Wednesday, July 2, 2008

Planning--created or self-organizing systems.

Planning for CNL—created or self-organizing systems.

In the "walled garden" of structured learning and working, one may be assigned to a pre-existing or pre-determine group. However, in the new social operating system (S.0.S.) we can use our resources to decide who we want to work together and either invite or allow for self-organizing systems to emerge.
One of the most important aspects of planning is the issue of trust and credibility in the S.O.S.

Trust and credibility—in the social operating system
One important aspect of the planning process is who to include in the collaboration. If the collaboration is planned with invited participants, then the organizer can invite the participants based on there interest , knowledge or wiliness. If an existing group, takes on a new goal, then the members would be in place and the focus shifts to planning the process of collaboration. If the group is open to others who might want to participate, then an open public announcement might solicit members.

Trust and credibility—in the newly formed group.
One of the most challenging issues for groups, who are newly formed, is to tackle how the members view one another. Can I trust the other individual? Is what they have to say credible? How do we form these judgments if we do not have previous knowledge or association with the members. In the past, we might have asked friends if they knew anything about the person(s) and what they thought of them. We mind also have consulted co-workers, or co-learners who see if they had collaborated with a person before the current grouping. We might also search for background information such as blog posts, co-published project reports or profiles in a social network.
Trust and credibility--among our connections. When using our social operating system we move one step beyond our own simple search of our social network, we might begin to take advantage of “social operating systems” which will show us the connections and linkages operating among any given group of co-learners, with an active past of learning and working.


Charles said...

Social operation systems (S.O.S.) and collaboration

Perhaps we can look at least three stages in the growth of S.O.S. as it relations to the planning and self-organizing of CNL.

First, as a planner or co-participant, I can mine existing digital “holding” places for liked minded digital identities. I can search through my contact list or address book, I can search through my “friends” list or my friends’ “friends” lists, photo or video display sites for liked minded digital identities, who might be interested in collaboration. I might even search for blog entries or co-authored reports to locate persons of interest.

Second, semi-intelligent agents will conduct searches and matches to reveal who you know, who might know someone who knows you, or shares an interest in constructing and “answer.
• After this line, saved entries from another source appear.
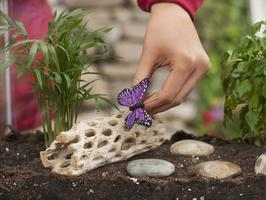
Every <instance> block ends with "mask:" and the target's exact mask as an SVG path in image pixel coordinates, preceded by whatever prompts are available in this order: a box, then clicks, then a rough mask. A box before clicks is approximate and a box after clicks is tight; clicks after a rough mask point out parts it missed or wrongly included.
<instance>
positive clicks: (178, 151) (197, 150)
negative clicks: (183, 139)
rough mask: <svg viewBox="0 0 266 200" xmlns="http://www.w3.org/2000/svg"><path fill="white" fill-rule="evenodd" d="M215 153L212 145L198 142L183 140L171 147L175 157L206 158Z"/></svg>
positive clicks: (171, 152) (176, 143) (198, 141)
mask: <svg viewBox="0 0 266 200" xmlns="http://www.w3.org/2000/svg"><path fill="white" fill-rule="evenodd" d="M213 151H214V147H213V146H212V145H210V144H208V143H205V142H201V141H198V140H181V141H179V142H176V143H174V144H172V145H171V147H170V152H171V153H172V154H175V155H191V156H206V155H210V154H212V153H213Z"/></svg>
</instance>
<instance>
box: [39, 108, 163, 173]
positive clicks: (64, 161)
mask: <svg viewBox="0 0 266 200" xmlns="http://www.w3.org/2000/svg"><path fill="white" fill-rule="evenodd" d="M124 117H125V114H122V113H119V114H115V115H112V116H108V117H98V118H97V117H96V118H94V119H90V120H88V121H87V122H84V121H83V122H79V123H77V124H76V125H74V126H73V127H72V128H71V129H70V130H69V131H65V132H60V133H59V134H58V136H57V137H56V139H55V141H54V142H52V144H51V145H50V147H49V148H47V149H46V150H45V151H41V152H40V156H41V160H42V163H43V165H44V167H48V168H51V169H52V172H54V173H57V174H61V175H67V176H73V175H80V174H83V173H85V172H87V171H90V170H92V169H95V168H97V167H100V166H103V165H106V164H108V163H114V162H118V161H122V160H126V159H128V158H130V157H132V156H134V155H136V154H140V153H142V152H146V151H148V150H150V149H153V148H155V147H158V146H160V145H161V144H162V143H163V142H164V141H165V128H164V127H163V124H162V121H160V120H154V121H153V125H152V126H151V127H150V128H145V127H143V126H140V125H135V126H134V127H133V128H132V129H131V130H129V131H128V130H125V129H124Z"/></svg>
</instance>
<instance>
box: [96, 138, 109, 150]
mask: <svg viewBox="0 0 266 200" xmlns="http://www.w3.org/2000/svg"><path fill="white" fill-rule="evenodd" d="M107 144H108V141H107V140H103V141H101V142H99V143H98V145H97V148H101V147H103V146H105V145H107Z"/></svg>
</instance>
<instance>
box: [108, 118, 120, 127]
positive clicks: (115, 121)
mask: <svg viewBox="0 0 266 200" xmlns="http://www.w3.org/2000/svg"><path fill="white" fill-rule="evenodd" d="M108 124H109V125H110V126H116V125H117V124H118V121H117V120H115V119H112V120H110V121H108Z"/></svg>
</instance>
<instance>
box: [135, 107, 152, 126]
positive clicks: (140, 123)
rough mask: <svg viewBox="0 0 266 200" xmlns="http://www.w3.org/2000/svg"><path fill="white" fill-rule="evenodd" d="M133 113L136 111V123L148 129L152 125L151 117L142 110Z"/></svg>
mask: <svg viewBox="0 0 266 200" xmlns="http://www.w3.org/2000/svg"><path fill="white" fill-rule="evenodd" d="M135 111H136V123H138V124H140V125H143V126H145V127H150V126H151V125H152V118H151V116H150V115H149V114H148V113H147V112H146V111H145V110H144V109H143V108H137V109H136V110H135Z"/></svg>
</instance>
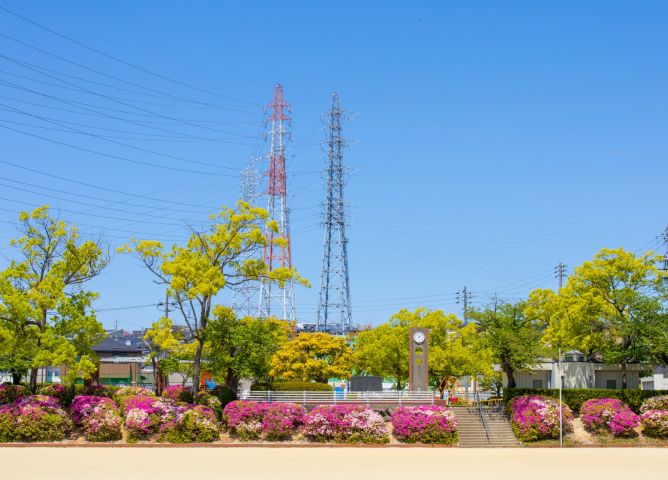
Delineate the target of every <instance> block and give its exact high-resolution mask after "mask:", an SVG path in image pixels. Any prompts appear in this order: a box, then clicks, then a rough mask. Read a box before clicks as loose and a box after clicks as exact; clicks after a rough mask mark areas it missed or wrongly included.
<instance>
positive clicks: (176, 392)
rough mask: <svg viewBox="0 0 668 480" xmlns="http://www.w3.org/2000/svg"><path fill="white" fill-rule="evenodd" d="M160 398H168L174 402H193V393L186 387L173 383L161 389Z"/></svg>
mask: <svg viewBox="0 0 668 480" xmlns="http://www.w3.org/2000/svg"><path fill="white" fill-rule="evenodd" d="M162 398H170V399H172V400H174V401H175V402H185V403H193V394H192V392H191V391H190V389H189V388H187V387H182V386H181V385H173V386H171V387H167V388H165V389H164V390H163V391H162Z"/></svg>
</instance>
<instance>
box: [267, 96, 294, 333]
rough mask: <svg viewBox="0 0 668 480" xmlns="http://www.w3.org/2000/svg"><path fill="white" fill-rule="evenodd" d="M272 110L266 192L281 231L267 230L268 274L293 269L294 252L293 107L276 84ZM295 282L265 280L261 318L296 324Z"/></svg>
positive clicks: (267, 108) (267, 279)
mask: <svg viewBox="0 0 668 480" xmlns="http://www.w3.org/2000/svg"><path fill="white" fill-rule="evenodd" d="M268 108H271V109H272V115H271V117H269V118H268V119H267V120H266V122H269V121H271V131H270V132H269V133H268V135H271V153H270V154H269V158H270V164H269V173H268V174H267V175H268V177H269V186H268V188H267V190H266V191H265V192H264V193H265V194H266V195H267V201H268V202H267V203H268V206H267V211H268V212H269V219H268V222H272V221H276V223H277V224H278V232H274V231H273V230H271V229H270V228H268V227H267V228H266V229H265V237H266V240H267V244H266V246H265V247H264V252H263V256H262V258H263V260H264V262H265V263H266V264H267V270H268V272H272V271H273V270H275V269H277V268H292V255H291V250H290V221H289V217H288V214H289V213H290V210H289V209H288V197H287V185H286V177H285V142H286V137H287V138H288V139H291V138H292V135H291V134H290V132H289V131H287V130H286V128H285V126H286V123H287V124H288V125H289V126H292V120H291V119H290V117H288V116H287V115H286V114H285V112H284V110H286V109H287V110H288V112H291V111H292V106H291V105H290V104H289V103H287V102H285V101H284V100H283V88H282V87H281V86H280V85H276V87H275V88H274V101H273V102H272V103H270V104H269V105H267V106H266V107H265V111H266V109H268ZM293 288H294V282H293V281H292V279H291V280H289V281H287V282H285V286H284V288H280V287H279V286H277V285H272V283H271V282H270V281H269V279H268V277H266V276H265V277H264V278H263V279H262V281H261V286H260V317H263V318H267V317H269V316H272V315H274V316H276V317H277V318H279V319H280V320H286V321H289V322H294V321H295V305H294V303H295V298H294V290H293Z"/></svg>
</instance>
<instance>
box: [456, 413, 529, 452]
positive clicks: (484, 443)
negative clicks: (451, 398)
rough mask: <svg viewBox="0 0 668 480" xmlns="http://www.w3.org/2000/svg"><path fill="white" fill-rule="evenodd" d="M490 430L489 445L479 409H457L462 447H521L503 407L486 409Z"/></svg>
mask: <svg viewBox="0 0 668 480" xmlns="http://www.w3.org/2000/svg"><path fill="white" fill-rule="evenodd" d="M484 409H485V419H486V420H487V426H488V428H489V440H490V442H489V444H488V443H487V434H486V433H485V426H484V425H483V423H482V419H481V418H480V412H479V410H478V407H455V408H453V409H452V412H453V413H454V414H455V416H456V417H457V432H458V433H459V446H460V447H477V448H480V447H519V446H520V444H519V442H518V441H517V438H515V433H514V432H513V429H512V427H511V426H510V420H509V419H508V416H507V415H506V414H505V412H504V411H503V407H502V406H494V407H484Z"/></svg>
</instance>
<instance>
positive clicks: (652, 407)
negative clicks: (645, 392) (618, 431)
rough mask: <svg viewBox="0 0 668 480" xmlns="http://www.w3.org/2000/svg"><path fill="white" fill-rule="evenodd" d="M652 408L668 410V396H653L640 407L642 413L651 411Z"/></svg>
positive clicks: (664, 411)
mask: <svg viewBox="0 0 668 480" xmlns="http://www.w3.org/2000/svg"><path fill="white" fill-rule="evenodd" d="M650 410H663V411H664V412H668V396H664V397H652V398H648V399H647V400H645V401H644V402H643V404H642V407H640V413H645V412H649V411H650Z"/></svg>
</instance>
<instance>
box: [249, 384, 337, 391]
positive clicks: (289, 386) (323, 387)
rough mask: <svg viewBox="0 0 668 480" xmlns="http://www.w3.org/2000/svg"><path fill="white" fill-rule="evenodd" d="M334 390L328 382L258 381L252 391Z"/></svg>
mask: <svg viewBox="0 0 668 480" xmlns="http://www.w3.org/2000/svg"><path fill="white" fill-rule="evenodd" d="M270 390H271V391H272V392H304V391H306V392H332V391H334V389H333V388H332V386H331V385H329V384H327V383H318V382H277V383H256V384H254V385H251V392H267V391H270Z"/></svg>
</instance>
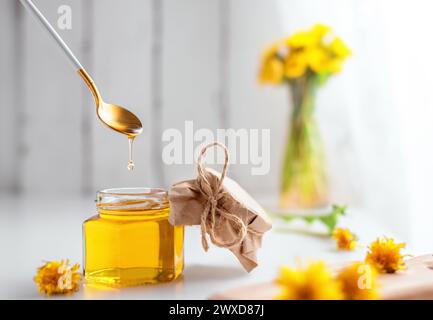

Third, new 3rd spaces can self-organize based on the spontaneous creation of communities of interest, created by the Social-operating-system matching and mining of digital beings

Finally, I think it is possible for develop guidelines for authentication within the S.O.S. in order to maximize the trust and credibility factor for the participants.

Charles said...

I wanted to call attention to using and creating electronic profiles and networks. One interesting service, site for professionals of all types is LinkedIn is an online network of more than 20 million experienced professionals from around the world, representing 150 industries.
When you join, you create a profile that summarizes your professional accomplishments. Your profile helps you find and be found by former colleagues, clients, and partners. You can add more connections by inviting trusted contacts to join LinkedIn and connect to you.
Your network consists of your connections, your connections’ connections, and the people they know, linking you to thousands of other professionals. You can start building credibility and trust instantly by being “introduced” by someone in your contact network, who also happens to be in the contact network of someone whom you might want to set up a learning-working collaboration.

Chuck said...
This comment has been removed by the author.
Chuck said...

Social Networks, Social Capitol and Social Graphs

Social networking sites(SNS) such as Friendster, MySpace, Facebook allow individuals to present themselves by creating a profile, and to establish and maintain connections to others. One has the possibility to collaborative work and learning with others who share their interest and motivations. In my mind the participation in SNS creates social capital which allows persons to draw upon the resources of other members in their network. The social graph of connections between and among different networked participants provides useful information for the formation of groups for collaboration. One can use the graphs to formulate individuals with like interests or to include those outside the immediate circle to gain access to non-redundant information, new insight or expertise critical to the learning tasks at hand.